Children among civilians killed in northern Cameroon attack

A dozen people from a village in northern Cameroon killed in attack blamed on Boko Haram.

More than 36,000 people have been killed and three million people have fled their homes since Boko Haram launched its attack in northeast Nigeria in 2009 [File: Issouf Sanogo/AFP]

At least a dozen civilians, including eight children, were killed in a village in northern Cameroon on Friday when a female suicide bomber blew herself up in an armed attack blamed on Boko Haram.

Mahamat Chetima Abba, the traditional chief in the village of Mozogo, told the AFP news agency the attackers arrived in the middle of the night brandishing machetes.

The panicked villagers tried to run off into the nearby forest when, during a stampede, the suicide bomber detonated her device.

The account was confirmed by a member of the local defence committee, who said his group had tried to repel the attack.

Cameroon’s Far North Region is grappling with deadly incursions from neighbouring Nigeria, where an armed uprising launched by Boko Haram in 2009 has killed tens of thousands of people.

Midjiyawa Bakari, governor of the Far North Region, told Anadolu Agency that “12 farmers from Mozogo were killed in an attack by Boko Haram at about 1am [00:00 GMT]”.

“Boko Haram terrorists stormed the village, firing shots in the air. Villagers fled to a park, where Boko Haram fighters brought a girl strapped with explosives,” he said. “Twelve villagers, the young suicide bomber, and a Boko Haram terrorist were killed in the explosion, while two more people were seriously injured.”

Abba, the village chief, and a regional police officer also blamed Boko Haram for carrying out the attack.

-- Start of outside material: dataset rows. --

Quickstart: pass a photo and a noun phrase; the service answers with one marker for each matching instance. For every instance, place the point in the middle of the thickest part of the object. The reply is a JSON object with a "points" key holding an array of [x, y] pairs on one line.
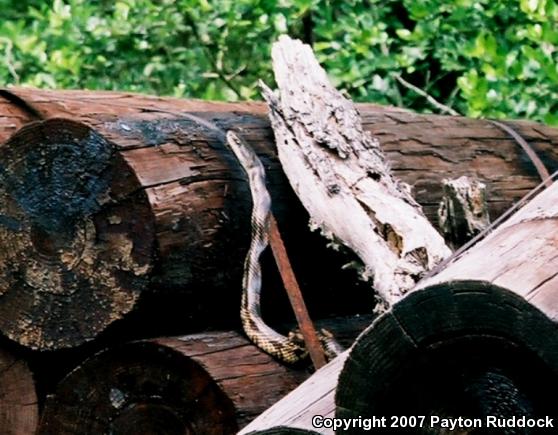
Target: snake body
{"points": [[289, 349]]}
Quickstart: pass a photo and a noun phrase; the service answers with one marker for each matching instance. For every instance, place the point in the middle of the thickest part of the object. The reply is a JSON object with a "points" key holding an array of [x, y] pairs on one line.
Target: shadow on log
{"points": [[465, 349], [137, 195], [477, 338], [19, 411], [210, 383]]}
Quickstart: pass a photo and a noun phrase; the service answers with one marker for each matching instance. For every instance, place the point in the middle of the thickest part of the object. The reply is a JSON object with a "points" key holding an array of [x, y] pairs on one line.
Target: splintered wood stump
{"points": [[210, 383], [478, 338], [19, 411], [126, 195]]}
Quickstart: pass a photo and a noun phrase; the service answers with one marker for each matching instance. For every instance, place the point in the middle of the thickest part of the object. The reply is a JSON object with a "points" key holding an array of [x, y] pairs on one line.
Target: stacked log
{"points": [[19, 409], [139, 196], [208, 383], [478, 338]]}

“They infiltrated the population. Boko Haram is inflicting more and more damage here,” Abba said. “However, it seems that they no longer have the means to carry out mass attacks using guns,” he said, noting that the assailants had carried machetes.

More than 36,000 people have been killed – most of them in Nigeria – and three million people have fled their homes since Boko Haram launched its uprising in northeast Nigeria in 2009.

Boko Haram and a splinter group called the Islamic State in West Africa Province (ISWAP) have stepped up attacks in recent years in Nigeria and neighbouring Niger, Chad and Cameroon.